Pembelajaran yang kontekstual merupakan pembelajaran yang holistik dan bertujuan memotivasi siswa untuk memahami makna materi pelajaran yang dipelajarinya dengan mengkaitkan materi tersebut dengan konteks kehidupan mereka sehari-hari baik dalam konteks pribadi, sosial, maupun budaya.
Dalam konteks sosial saat ini, para peserta didik mesti dibekali dengan kecakapan hidup tentang pandemi covid-19. Peserta didik mesti dibekali dari dini untuk memiliki literasi informasi yang bebas dari berita bohong seputar Covid-19. Karenanya, guru mesti turut memberikan informasi yang sahih kepada peserta didik tentang Covid-19 dan upaya memutus mata rantai penyebarannya.
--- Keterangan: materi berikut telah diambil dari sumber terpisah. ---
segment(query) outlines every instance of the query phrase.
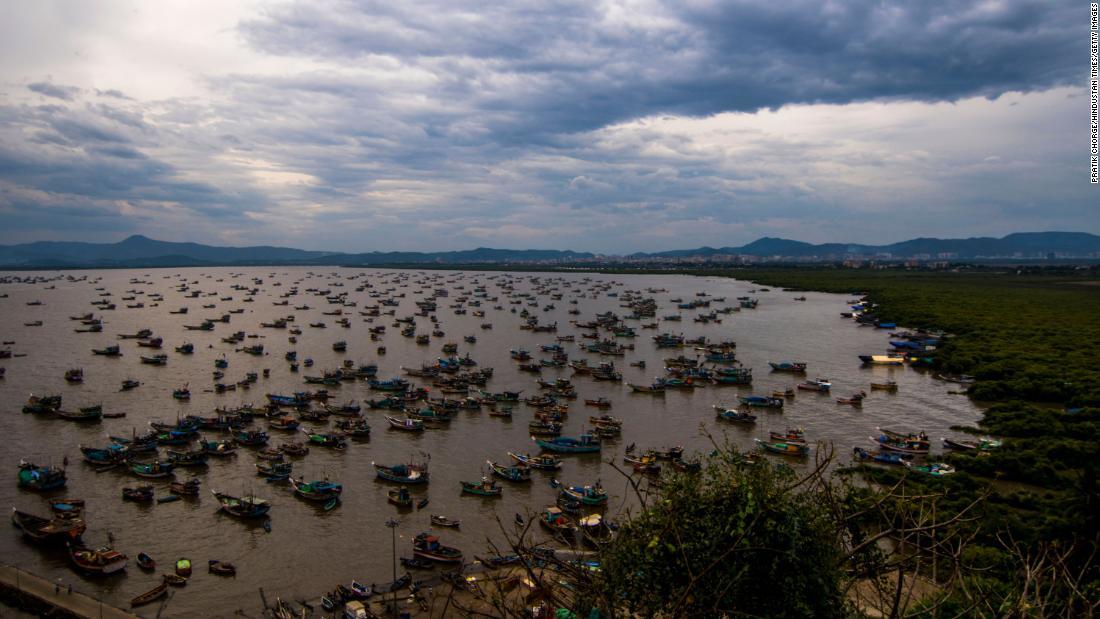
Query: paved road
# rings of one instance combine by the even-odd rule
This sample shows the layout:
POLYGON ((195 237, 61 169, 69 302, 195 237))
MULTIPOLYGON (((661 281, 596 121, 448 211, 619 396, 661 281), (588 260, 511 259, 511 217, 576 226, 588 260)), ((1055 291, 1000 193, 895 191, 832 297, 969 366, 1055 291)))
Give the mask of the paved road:
POLYGON ((55 593, 54 583, 11 565, 0 567, 0 583, 5 587, 18 588, 24 593, 80 617, 93 619, 135 619, 137 617, 108 604, 101 604, 99 600, 79 591, 73 591, 70 594, 68 587, 62 588, 60 593, 55 593))

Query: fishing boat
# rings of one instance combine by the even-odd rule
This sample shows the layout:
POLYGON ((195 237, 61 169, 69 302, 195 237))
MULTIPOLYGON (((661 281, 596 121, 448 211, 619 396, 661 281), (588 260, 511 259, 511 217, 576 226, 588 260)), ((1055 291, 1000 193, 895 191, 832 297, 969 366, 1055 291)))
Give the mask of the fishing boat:
POLYGON ((23 405, 24 413, 53 413, 61 408, 61 396, 35 396, 32 395, 27 398, 27 403, 23 405))
POLYGON ((577 525, 556 505, 542 510, 542 513, 539 514, 539 524, 551 535, 560 538, 564 542, 572 541, 573 536, 577 533, 577 525))
POLYGON ((290 479, 290 473, 294 470, 291 462, 257 462, 256 474, 267 477, 268 481, 285 481, 290 479))
POLYGON ((385 481, 392 481, 401 484, 426 484, 428 483, 428 465, 422 464, 397 464, 394 466, 385 466, 383 464, 374 464, 374 470, 377 473, 379 479, 385 481))
POLYGON ((928 435, 924 432, 896 432, 894 430, 888 430, 886 428, 875 428, 883 436, 889 438, 892 441, 912 441, 921 443, 923 445, 929 444, 928 435))
POLYGON ((147 571, 150 571, 150 572, 157 569, 156 560, 154 560, 153 557, 150 557, 149 555, 145 554, 144 552, 139 552, 138 553, 137 564, 138 564, 138 567, 140 567, 141 569, 147 570, 147 571))
POLYGON ((833 388, 833 384, 824 378, 817 380, 807 380, 805 382, 798 383, 798 388, 803 391, 818 391, 821 393, 828 393, 833 388))
POLYGON ((574 501, 580 501, 583 505, 607 503, 607 493, 600 486, 600 482, 591 486, 562 486, 561 493, 574 501))
POLYGON ((80 368, 73 368, 71 370, 65 370, 65 380, 70 383, 82 383, 84 382, 84 370, 80 368))
POLYGON ((623 420, 611 415, 590 416, 588 423, 597 428, 617 428, 621 430, 623 427, 623 420))
POLYGON ((941 438, 945 449, 955 449, 958 451, 989 451, 990 449, 996 449, 1001 446, 1001 441, 983 437, 976 441, 953 439, 953 438, 941 438))
POLYGON ((635 385, 633 383, 627 383, 627 387, 635 393, 649 393, 653 395, 664 395, 665 393, 665 381, 664 379, 657 379, 649 385, 635 385))
POLYGON ((715 368, 710 382, 718 386, 751 385, 752 370, 749 368, 715 368))
POLYGON ((903 465, 913 456, 898 453, 896 451, 870 452, 862 447, 852 448, 852 457, 863 462, 877 462, 878 464, 903 465))
POLYGON ((268 436, 267 432, 246 430, 235 432, 233 434, 233 440, 235 440, 238 445, 244 445, 245 447, 260 447, 267 444, 268 436))
POLYGON ((168 355, 160 354, 151 357, 141 356, 141 362, 146 365, 168 365, 168 355))
POLYGON ((151 503, 153 501, 153 487, 134 486, 132 488, 123 488, 122 500, 134 501, 135 503, 151 503))
POLYGON ((284 415, 269 422, 269 427, 274 430, 297 430, 300 425, 302 425, 301 422, 290 415, 284 415))
POLYGON ((412 495, 409 494, 409 489, 405 486, 400 488, 392 488, 387 493, 390 503, 402 508, 410 508, 413 506, 412 495))
POLYGON ((153 462, 130 462, 130 472, 138 477, 159 479, 168 477, 175 468, 171 462, 154 460, 153 462))
POLYGON ((791 374, 805 374, 806 364, 802 361, 769 361, 773 372, 788 372, 791 374))
POLYGON ((786 432, 768 432, 768 438, 777 443, 806 442, 806 434, 802 428, 787 428, 786 432))
POLYGON ((172 494, 176 495, 198 496, 200 484, 201 482, 197 477, 192 477, 187 481, 173 481, 171 484, 168 485, 168 489, 172 492, 172 494))
POLYGON ((515 454, 509 451, 508 456, 516 462, 519 462, 520 464, 532 469, 553 471, 561 468, 561 459, 550 454, 542 454, 538 456, 525 454, 521 456, 519 454, 515 454))
POLYGON ((145 593, 142 593, 141 595, 131 598, 130 607, 134 608, 136 606, 143 606, 145 604, 149 604, 150 602, 155 602, 166 595, 168 595, 168 583, 165 582, 164 579, 161 579, 159 585, 153 587, 145 593))
POLYGON ((93 348, 92 354, 103 357, 121 357, 122 350, 119 348, 118 344, 112 344, 106 348, 93 348))
POLYGON ((187 578, 191 575, 191 559, 180 557, 176 560, 176 576, 187 578))
POLYGON ((897 381, 894 381, 894 380, 887 380, 887 381, 882 381, 882 382, 872 382, 871 383, 871 390, 872 391, 897 391, 898 390, 898 383, 897 383, 897 381))
POLYGON ((424 431, 424 422, 420 419, 409 419, 408 417, 404 419, 399 419, 397 417, 390 417, 389 415, 386 415, 385 417, 386 421, 389 422, 391 428, 404 430, 405 432, 424 431))
POLYGON ((481 481, 463 481, 459 483, 462 484, 462 491, 468 494, 499 497, 504 493, 504 488, 488 477, 482 477, 481 481))
POLYGON ((648 453, 659 460, 679 460, 684 455, 684 447, 682 445, 676 445, 662 449, 651 449, 648 453))
POLYGON ((56 466, 37 466, 26 460, 19 462, 20 488, 48 492, 64 488, 65 481, 65 469, 56 466))
POLYGON ((501 479, 506 479, 508 481, 531 481, 531 469, 522 464, 520 466, 504 466, 492 460, 486 460, 485 463, 489 465, 489 469, 492 470, 493 474, 501 479))
POLYGON ((113 548, 88 548, 69 546, 69 559, 82 572, 102 575, 115 574, 126 569, 129 559, 113 548))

Selain itu, guru juga dapat mengarahkan peserta didik untuk membuat laporan sederhana tentang kegiatan apa saja yang mereka lakukan untuk mencegah pandemi Covid-19 di rumah dan lingkungan sekitar.
Aktivitas seperti itu selain memberikan pengalaman berharga untuk mereka, juga mendidik mereka untuk tidak menjadi orang yang abai dengan situasi sosial.
Kata kunci ketiga adalah pemberian tugas yang bervariasi. Pemberian tugas saat pembelajaran mandiri perlu divariasikan sesuai perbedaan invidu dan fasilitas belajar yang dimiliki. Setiap individu memiliki keragaman dalam hal kemampuan kognitif, gaya belajar, kepribadian dan temperamen, serta kondisi sosial, budaya, dan ekonomi. Kondisi fasilitas sumber belajar setiap peserta didik terutama dengan menggunakan sistem online juga tidak sama. Karenanya, guru telah memiliki data akurat untuk setiap perbedaan itu sebelum memberikan tugas kepada peserta didik.
Filosofisnya adalah sesuatu beban itu diberikan sesuai dengan kemampuan orang yang akan menerima beban. Menyamaratakan tugas kepada peserta didik tanpa mempertimbangkan faktor-faktor krusial dimaksud justru menjadikan pemberian tugas tidak efektif. Anak-anak akan mudah stres ketika dituntut untuk mengerjakan seabrek tugas yang terkadang menghabiskan satu jam untuk satu mata pelajaran.
Apalagi pembelajaran mandiri itu dilakukan saat darurat wabah Covid-19 ini. Karenanya, ketika ada perpanjangan waktu untuk belajar mandiri di rumah, seyogyanya para guru melakukan relaksasi terhadap tugas-tugas yang diberikan kepada peserta didik. Artinya, perlu ada pengaturan jarak waktu dalam memberikan tugas dan bobot tugas dengan mempertimbangkan keragaman setiap individu.
Terakhir, seluruh aktivitas peserta didik selama pembelajaran mandiri di rumah akan mendapatkan umpan balik (feedback) secara kualitatif dari guru. Umpan balik secara kualitatif tidak berisi penilaian dengan angka-angka. Namun berisi informasi tentang pengetahuan yang telah dan belum dikuasai peserta didik, dan catatan untuk apresiasi, motivasi, dan arahan tentang strategi belajar yang lebih baik. Melalui umpan balik secara kualitatif, setiap peserta didik dibimbing untuk bisa melakukan refleksi diri sehingga mengetahui kelebihan dan kekurangan dirinya selama belajar mandiri.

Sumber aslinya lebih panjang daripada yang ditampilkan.